I returned a short time later as the group is discussing the options before them; convinced that the party is going to out-vote me to give the Dagger to Sune. As we discuss it, one of the other players questions me about Sune's loss of power, wanting to know if would I ask my own patron to suffer a loss of his power as it would be to not give the Dagger. I counter that not only would I do so, but I would lay down my life for those people that I do not know, if it would make any difference for them, because it is the right thing to do. The GM calls for the tables vote, and I watch, somewhat stunned, as one by one, each person at the table casts their vote for the people of Atheron over Sune (we were one of the very few tables at the convention to not vote for Sune).
Now, running down a goddess' proxy and verbally pimp-slapping isn't a bad story, but the best part is yet to come.
For our reward, we get "The Favor of Atheron" - because the Dagger helps them defeat Prax and save their world, each of us receives the thanks of an entire world, in the form of a one-time, "get out of jail" free card that lets you turn any one failed saving throw into a successful one.
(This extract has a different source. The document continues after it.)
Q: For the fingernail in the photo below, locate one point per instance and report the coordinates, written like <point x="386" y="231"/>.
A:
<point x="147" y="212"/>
However, since it takes some time to defeat Prax, the reward can't be used until at least 6 months later.
Fast forward to Origins that year, and I have been lucky enough to finally receive a paladin's holy sword (2nd edition). In the very next event I play, I roll a Nat 1 on my save vs. a Disintegration attack. I open my binder, and pull out the Favor of Atheron, dated exactly six months ago, to the day.
I saved them, and they returned the favor exactly when it was needed most.